First, write a function to calculate the average mass of all meteorites in the data set. Call that function, and have it print the average mass to screen.
1import json
2
3def compute_average_mass(a_list_of_dicts, a_key_string):
4 total_mass = 0.
5 for i in range(len(a_list_of_dicts)):
6 total_mass += float(a_list_of_dicts[i][a_key_string])
7 return (total_mass / len(a_list_of_dicts))
8
9with open('Meteorite_Landings.json', 'r') as f:
10 ml_data = json.load(f)
11
12print(compute_average_mass(ml_data['meteorite_landings'], 'mass (g)'))
Next, write a function to check where on the globe the meteorite landing site is located. We need to check whether it is Northern or Southern hemisphere, and whether it is Western or Eastern hemisphere.
1import json
2
3def compute_average_mass(a_list_of_dicts, a_key_string):
4 total_mass = 0.
5 for i in range(len(a_list_of_dicts)):
6 total_mass += float(a_list_of_dicts[i][a_key_string])

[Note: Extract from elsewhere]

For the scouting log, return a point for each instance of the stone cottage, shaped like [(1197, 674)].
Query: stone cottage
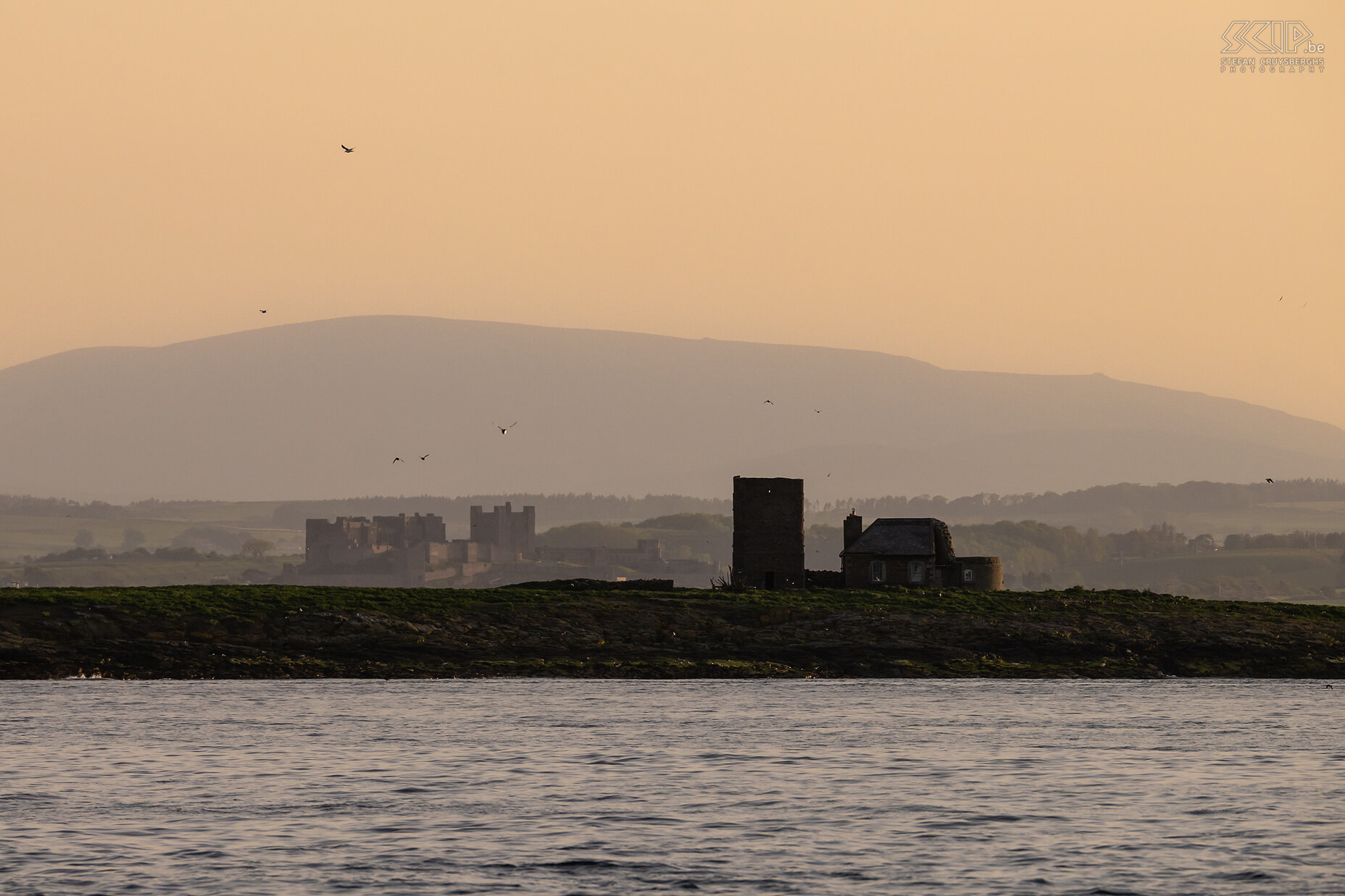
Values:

7 return (total_mass / len(a_list_of_dicts))
8
9def check_hemisphere(latitude: float, longitude: float) -> str: # type hints
10 location = ''
11 if (latitude > 0):
12 location = 'Northern'
13 else:
14 location = 'Southern'
15 if (longitude > 0):
16 location = f'{location} & Eastern'
17 else:
18 location = f'{location} & Western'
19 return(location)
20
21with open('Meteorite_Landings.json', 'r') as f:
22 ml_data = json.load(f)
23
24print(compute_average_mass(ml_data['meteorite_landings'], 'mass (g)'))
25
26for row in ml_data['meteorite_landings']:
27 print(check_hemisphere(float(row['reclat']), float(row['reclong'])))
Note
Type hints in function definitions indicate what types are expected as input and output of a function, but no checking actually happens at runtime. Think of them as documentation or annotations.
Tip
Check out Python3 ternary operators to make your if/else conditionals shorter, but perhaps a little less intuitive to read.

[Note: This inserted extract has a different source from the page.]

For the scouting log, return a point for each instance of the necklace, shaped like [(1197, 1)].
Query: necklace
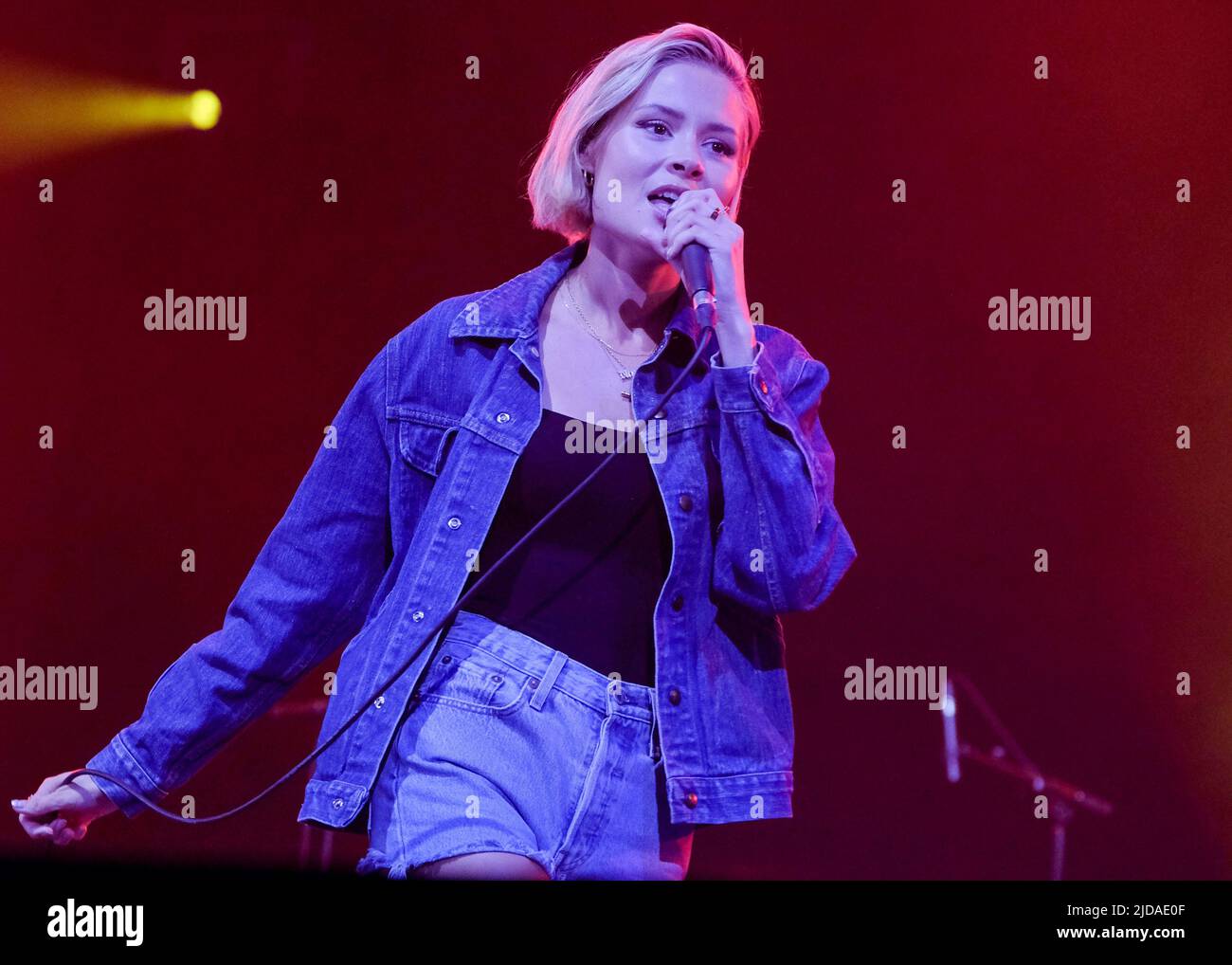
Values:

def check_hemisphere(lat, lon):
location = 'Northern' if (lat > 0) else 'Southern'
location = f'{location} & Eastern' if (lon > 0) else f'{location} & Western'
return(location)
EXERCISE
Write a third function to count how many of each ‘class’ of meteorite there is in the list. The output should look something like:
type, number
H, 1
H4, 2
L6, 6
...etc
Write JSON to File
Finally, in a new script, we will create an object that we can write to a new JSON file.
1import json
2
3data = {}
4data['class'] = 'COE332'
5data['title'] = 'Software Engineering and Design'
6data['subjects'] = []
7data['subjects'].append( {'unit': 1, 'topic': ['linux', 'python3', 'git']} )
8data['subjects'].append( {'unit': 2, 'topic': ['json', 'csv', 'xml', 'yaml']} )
9
10with open('class.json', 'w') as out:
11 json.dump(data, out, indent=2)
Notice that most of the code in the script above was simply assembling a normal
Python3 dictionary. The json.dump()
method only requires two arguments - the
object that should be written to file, and the filehandle. The indent=2
argument is optional, but it makes the output file looks a little nicer and
easier to read.
Inspect the output file and paste the contents into an online JSON validator.
EXERCISE
Write a new Python3 script to read in Meteorite_Landings.json
, convert the
ids, masses, latitudes, and longitudes to floats, then save it as a new JSON
file called Meteorite_Landings_updated.json
. Compare them side by side to
make sure you can see and understand the difference.